The Final Stage is the climax in my career as a film maker, where I fulfilled every role, from second assistant director –in charge of the clacker- to assistant, screenwriter, editor, documentary maker, short and long film director and finally teacher and theoretician.  Lipgot, by including the most representative fragments of my work, which I had the opportunity to choose, in The Final Stage, and interviewing those who have been related to me in some way or another: actors, colleagues, producers, critics, collaborators and disciples, allowed me to express the essence of my concept of cinema and register it, almost as a testament.
I give my most sincere thanks to everyone who accompanied me and made my work and this documentary possible.

The Final Stage is my way to thank Ricardo Becher for the teachings -more vital than technical – he’s passed on to me.

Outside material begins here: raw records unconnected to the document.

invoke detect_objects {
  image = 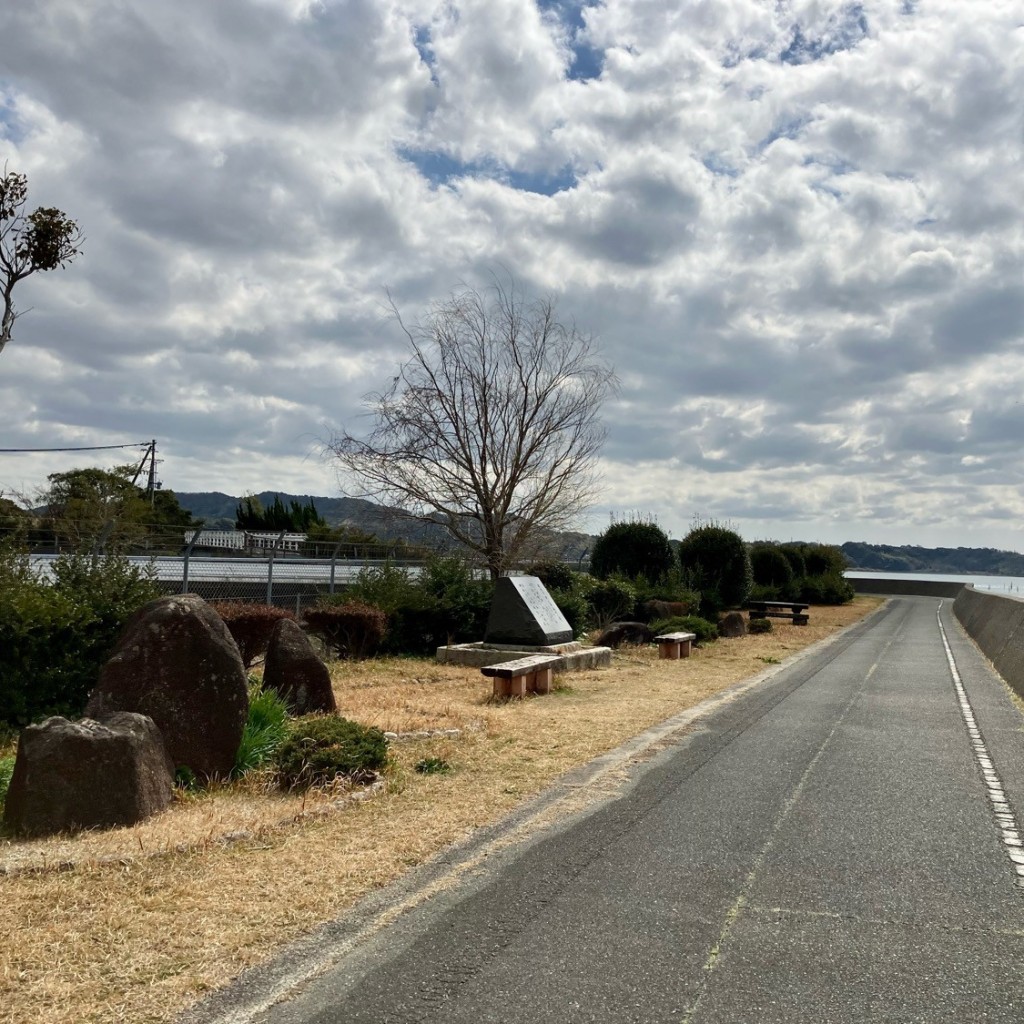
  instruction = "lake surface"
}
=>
[845,569,1024,597]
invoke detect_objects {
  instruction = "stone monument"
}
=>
[483,577,572,647]
[437,575,611,672]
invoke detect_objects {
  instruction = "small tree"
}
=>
[326,281,615,579]
[0,166,82,352]
[679,522,753,614]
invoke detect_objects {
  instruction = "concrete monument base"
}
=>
[437,640,611,672]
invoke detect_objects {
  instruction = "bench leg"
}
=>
[526,668,554,693]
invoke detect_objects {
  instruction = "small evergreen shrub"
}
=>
[751,543,793,601]
[231,683,288,778]
[590,522,676,580]
[679,522,754,615]
[304,600,387,658]
[275,715,387,790]
[210,601,295,669]
[801,572,856,604]
[587,579,637,626]
[650,615,718,643]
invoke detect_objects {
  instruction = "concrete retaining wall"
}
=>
[848,580,964,597]
[953,587,1024,697]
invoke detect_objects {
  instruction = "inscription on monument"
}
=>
[483,577,572,647]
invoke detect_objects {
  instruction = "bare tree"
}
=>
[326,281,617,578]
[0,166,82,352]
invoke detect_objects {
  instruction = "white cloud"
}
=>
[0,0,1024,548]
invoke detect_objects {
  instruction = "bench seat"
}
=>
[654,633,697,660]
[480,654,560,697]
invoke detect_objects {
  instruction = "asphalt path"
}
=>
[193,598,1024,1024]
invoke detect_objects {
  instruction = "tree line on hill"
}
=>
[842,542,1024,577]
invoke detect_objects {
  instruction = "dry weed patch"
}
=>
[0,598,879,1024]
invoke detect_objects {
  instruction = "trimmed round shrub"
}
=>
[303,601,387,658]
[801,572,856,604]
[751,544,793,600]
[274,715,387,790]
[650,615,718,643]
[804,544,849,575]
[590,522,676,580]
[526,562,578,590]
[587,580,637,624]
[210,601,295,669]
[679,523,754,615]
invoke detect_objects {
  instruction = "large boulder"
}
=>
[263,618,338,715]
[85,594,249,778]
[3,713,174,836]
[597,623,654,647]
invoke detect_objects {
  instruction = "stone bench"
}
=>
[746,601,810,626]
[654,633,697,660]
[480,654,560,697]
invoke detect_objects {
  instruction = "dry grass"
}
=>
[0,598,879,1024]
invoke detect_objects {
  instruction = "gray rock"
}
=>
[263,618,338,715]
[718,611,746,637]
[597,623,654,647]
[3,713,174,836]
[85,594,249,778]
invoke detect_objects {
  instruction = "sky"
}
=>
[0,0,1024,551]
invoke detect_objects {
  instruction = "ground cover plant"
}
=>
[0,598,879,1024]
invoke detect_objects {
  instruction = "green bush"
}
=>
[303,600,387,658]
[0,758,14,811]
[210,601,295,669]
[650,615,718,643]
[231,682,288,778]
[346,556,494,654]
[587,579,637,626]
[751,543,793,600]
[590,522,676,580]
[275,716,387,790]
[800,572,856,604]
[0,548,159,727]
[526,562,580,591]
[679,523,754,615]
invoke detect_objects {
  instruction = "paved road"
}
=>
[199,598,1024,1024]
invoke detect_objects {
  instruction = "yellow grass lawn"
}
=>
[0,598,880,1024]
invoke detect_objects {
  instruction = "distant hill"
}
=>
[174,490,594,560]
[843,542,1024,577]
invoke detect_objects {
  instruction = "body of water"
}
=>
[846,569,1024,597]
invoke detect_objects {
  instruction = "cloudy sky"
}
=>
[0,0,1024,550]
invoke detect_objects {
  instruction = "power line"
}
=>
[0,441,151,455]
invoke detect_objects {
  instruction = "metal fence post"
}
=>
[181,526,203,594]
[266,530,285,604]
[327,541,341,596]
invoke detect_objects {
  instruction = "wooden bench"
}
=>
[654,633,697,660]
[746,601,810,626]
[480,654,559,697]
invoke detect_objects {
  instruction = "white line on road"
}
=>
[936,601,1024,889]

I met him at the University of Cinema where he taught Directing II and III. We were instant friends, but it took some years for me to consider him a teacher. There are few people -like Becher- willing to make way for the expansion and nurturing of someone else’s mind. The contemporary human being seems doomed in the destruction of themselves and the people surrounding them.
When I visited him at the geriatric where he’s living -after a while of not seeing him- I found him active in the writing of his novel, The Final Stage, and so transcending the human decadence that surrounds him. When I told him about my idea of making this documentary, I let him know that one of the central themes would be death. »Death, Tommy, the most mysterious of journeys», he answered with the glowing eyes of someone who’s open to the unknown.

Fortunately, The Final Stage is not a movie about death.